6 Steps to Successful Action Planning
Actions are more revealing of one’s true character since it’s easy to say things or make promises, but it takes effort to do things and follow through. What your organization does or doesn’t do after an employee engagement survey most certainly reveals the true character of your leadership and corporate culture. Assert your allegiance to employees and their engagement survey feedback by following these six steps to successful employee engagement action planning.
Make a commitment to act, right from the get go Data is only as strong as the muscle power that turns findings into action. Your organization’s muscle power is the CEO and executive. Nab their interest from the very first moment survey discussions reach the boardroom table. Hammer home the necessity to act on results. Relay the goals and objectives of this business tool to mid and front-line managers, explaining their post survey role. When survey findings are in, reiterate the duty to champion change. Nail down collective buy-in.
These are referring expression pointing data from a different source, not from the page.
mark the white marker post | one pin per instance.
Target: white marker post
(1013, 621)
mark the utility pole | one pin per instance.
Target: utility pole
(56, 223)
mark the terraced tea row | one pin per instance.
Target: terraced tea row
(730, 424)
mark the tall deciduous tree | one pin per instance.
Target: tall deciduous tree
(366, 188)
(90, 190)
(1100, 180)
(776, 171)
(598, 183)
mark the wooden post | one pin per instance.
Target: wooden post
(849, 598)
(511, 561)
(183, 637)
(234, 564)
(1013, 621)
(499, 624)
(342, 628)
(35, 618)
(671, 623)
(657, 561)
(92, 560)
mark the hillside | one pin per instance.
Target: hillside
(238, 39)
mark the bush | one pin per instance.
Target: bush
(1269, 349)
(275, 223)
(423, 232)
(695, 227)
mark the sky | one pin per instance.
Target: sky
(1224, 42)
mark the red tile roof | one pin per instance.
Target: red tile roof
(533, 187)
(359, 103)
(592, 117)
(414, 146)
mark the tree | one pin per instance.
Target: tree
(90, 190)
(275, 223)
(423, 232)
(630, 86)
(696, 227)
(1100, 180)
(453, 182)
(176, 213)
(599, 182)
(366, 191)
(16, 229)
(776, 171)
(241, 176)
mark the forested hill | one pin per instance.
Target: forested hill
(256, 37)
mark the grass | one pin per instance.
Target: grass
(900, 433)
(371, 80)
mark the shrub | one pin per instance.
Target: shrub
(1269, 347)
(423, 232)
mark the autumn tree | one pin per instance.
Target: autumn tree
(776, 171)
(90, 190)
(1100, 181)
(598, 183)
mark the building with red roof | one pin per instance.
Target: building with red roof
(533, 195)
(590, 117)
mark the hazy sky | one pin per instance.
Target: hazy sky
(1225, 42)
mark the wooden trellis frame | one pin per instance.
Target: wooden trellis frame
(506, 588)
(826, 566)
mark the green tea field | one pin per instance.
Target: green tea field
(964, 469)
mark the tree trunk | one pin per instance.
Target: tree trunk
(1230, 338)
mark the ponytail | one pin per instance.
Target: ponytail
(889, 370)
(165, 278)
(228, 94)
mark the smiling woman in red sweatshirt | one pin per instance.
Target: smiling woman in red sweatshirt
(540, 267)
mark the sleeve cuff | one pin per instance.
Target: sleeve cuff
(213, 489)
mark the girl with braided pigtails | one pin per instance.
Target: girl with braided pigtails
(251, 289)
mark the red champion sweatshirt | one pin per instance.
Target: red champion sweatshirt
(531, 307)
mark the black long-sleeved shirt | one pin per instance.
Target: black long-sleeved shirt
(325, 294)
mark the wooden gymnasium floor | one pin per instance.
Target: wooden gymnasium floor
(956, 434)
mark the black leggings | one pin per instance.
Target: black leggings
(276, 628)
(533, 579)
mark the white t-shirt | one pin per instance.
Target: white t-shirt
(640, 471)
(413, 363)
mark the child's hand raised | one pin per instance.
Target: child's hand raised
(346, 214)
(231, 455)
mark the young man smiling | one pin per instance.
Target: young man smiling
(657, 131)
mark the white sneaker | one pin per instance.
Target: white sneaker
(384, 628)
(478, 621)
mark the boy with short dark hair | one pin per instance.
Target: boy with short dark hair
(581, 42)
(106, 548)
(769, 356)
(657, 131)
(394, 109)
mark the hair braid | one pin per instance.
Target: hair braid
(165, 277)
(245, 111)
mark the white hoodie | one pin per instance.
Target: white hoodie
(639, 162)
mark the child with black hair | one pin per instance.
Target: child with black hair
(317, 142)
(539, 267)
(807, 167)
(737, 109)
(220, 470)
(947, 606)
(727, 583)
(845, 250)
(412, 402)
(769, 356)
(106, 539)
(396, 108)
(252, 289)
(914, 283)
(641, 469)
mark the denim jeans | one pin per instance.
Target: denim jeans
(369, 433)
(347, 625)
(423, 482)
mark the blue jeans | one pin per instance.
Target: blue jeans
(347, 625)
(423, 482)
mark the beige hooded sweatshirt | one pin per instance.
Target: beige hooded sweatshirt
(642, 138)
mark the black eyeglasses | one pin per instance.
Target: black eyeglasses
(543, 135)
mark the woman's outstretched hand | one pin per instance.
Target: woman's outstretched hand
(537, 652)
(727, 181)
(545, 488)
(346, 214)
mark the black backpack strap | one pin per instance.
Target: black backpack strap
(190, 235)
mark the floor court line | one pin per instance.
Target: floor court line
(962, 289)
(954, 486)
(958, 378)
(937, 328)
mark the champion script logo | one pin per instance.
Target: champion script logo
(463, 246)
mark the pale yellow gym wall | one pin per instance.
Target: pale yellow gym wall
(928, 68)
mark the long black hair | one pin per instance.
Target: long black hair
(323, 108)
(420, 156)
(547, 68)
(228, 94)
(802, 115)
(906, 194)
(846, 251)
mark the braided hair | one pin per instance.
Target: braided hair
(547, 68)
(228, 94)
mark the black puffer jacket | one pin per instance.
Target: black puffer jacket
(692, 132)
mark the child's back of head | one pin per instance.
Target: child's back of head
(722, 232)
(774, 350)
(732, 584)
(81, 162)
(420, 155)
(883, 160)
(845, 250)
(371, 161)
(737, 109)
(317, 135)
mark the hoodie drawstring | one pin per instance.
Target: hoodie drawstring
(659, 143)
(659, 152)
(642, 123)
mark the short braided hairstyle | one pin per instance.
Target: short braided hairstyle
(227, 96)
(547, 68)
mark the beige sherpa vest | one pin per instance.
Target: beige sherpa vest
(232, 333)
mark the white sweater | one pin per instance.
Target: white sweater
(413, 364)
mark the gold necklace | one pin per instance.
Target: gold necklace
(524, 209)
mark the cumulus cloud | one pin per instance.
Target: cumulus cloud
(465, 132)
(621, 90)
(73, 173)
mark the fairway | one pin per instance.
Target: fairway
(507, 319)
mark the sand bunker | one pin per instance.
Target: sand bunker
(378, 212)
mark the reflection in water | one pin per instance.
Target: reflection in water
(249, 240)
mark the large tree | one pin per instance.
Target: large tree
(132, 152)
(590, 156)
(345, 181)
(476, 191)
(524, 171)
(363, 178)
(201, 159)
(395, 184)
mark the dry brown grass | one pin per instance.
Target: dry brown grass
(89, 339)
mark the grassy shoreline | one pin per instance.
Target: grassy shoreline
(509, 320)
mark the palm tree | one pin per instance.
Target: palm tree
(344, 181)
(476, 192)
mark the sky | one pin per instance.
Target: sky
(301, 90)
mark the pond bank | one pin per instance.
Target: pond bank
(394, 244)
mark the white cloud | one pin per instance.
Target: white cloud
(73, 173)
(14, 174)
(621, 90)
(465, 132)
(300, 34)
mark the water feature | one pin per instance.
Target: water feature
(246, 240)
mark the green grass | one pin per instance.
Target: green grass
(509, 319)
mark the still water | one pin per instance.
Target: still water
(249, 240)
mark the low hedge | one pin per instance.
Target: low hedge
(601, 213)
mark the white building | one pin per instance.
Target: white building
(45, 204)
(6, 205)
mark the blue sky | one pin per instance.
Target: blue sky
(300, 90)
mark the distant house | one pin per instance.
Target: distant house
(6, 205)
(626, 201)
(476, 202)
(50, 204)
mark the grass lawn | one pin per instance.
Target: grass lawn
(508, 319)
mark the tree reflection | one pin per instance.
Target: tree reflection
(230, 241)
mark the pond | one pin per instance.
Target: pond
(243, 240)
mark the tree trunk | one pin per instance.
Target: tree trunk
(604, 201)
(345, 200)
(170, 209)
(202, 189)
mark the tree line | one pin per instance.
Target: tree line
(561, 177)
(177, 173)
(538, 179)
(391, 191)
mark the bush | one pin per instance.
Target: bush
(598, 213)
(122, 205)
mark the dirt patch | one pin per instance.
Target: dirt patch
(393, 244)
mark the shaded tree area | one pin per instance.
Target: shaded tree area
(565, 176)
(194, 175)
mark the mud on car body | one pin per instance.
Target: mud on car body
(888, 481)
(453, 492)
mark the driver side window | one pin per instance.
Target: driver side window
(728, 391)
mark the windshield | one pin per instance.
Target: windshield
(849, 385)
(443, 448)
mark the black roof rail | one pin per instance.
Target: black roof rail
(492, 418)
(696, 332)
Create an accountability plan Identify what needs doing post survey. Pre-define a step-by-step process. Clarify roles and responsibilities - who will take on what, when, why and how. Involve everyone - from the bottom up and top down. Set guidelines with clear expectations and timelines.
Provide training and support Plan training to help leaders and managers understand their data. The last thing they need or you want is analysis paralysis. Provide information and tools for feedback meetings. Develop descriptions and samples of effective action plans. Identify and develop mechanisms for those needing extra support (i.e.: facilitation skills training, individual coaching).
Align action plans "Building a visionary company requires 1% vision and 99% alignment" - James C. Collins
Make sure everyone’s facing the same direction. Review and clarify organizational priorities and how business unit, department, team and individual goals align vertically and horizontally.
Track key action milestones Set and communicate key milestone/deliverable dates to keep everyone motivated and moving forward. Consider running a Pulse Survey six months post-engagement survey to maintain awareness and gauge employee attitudes towards what’s been happening.
Leverage tools and technology Encourage business unit/division and department meetings. Make use of technology-based and other communication tools to help leaders and managers share, collaborate and build employee engagement action planning across the organization.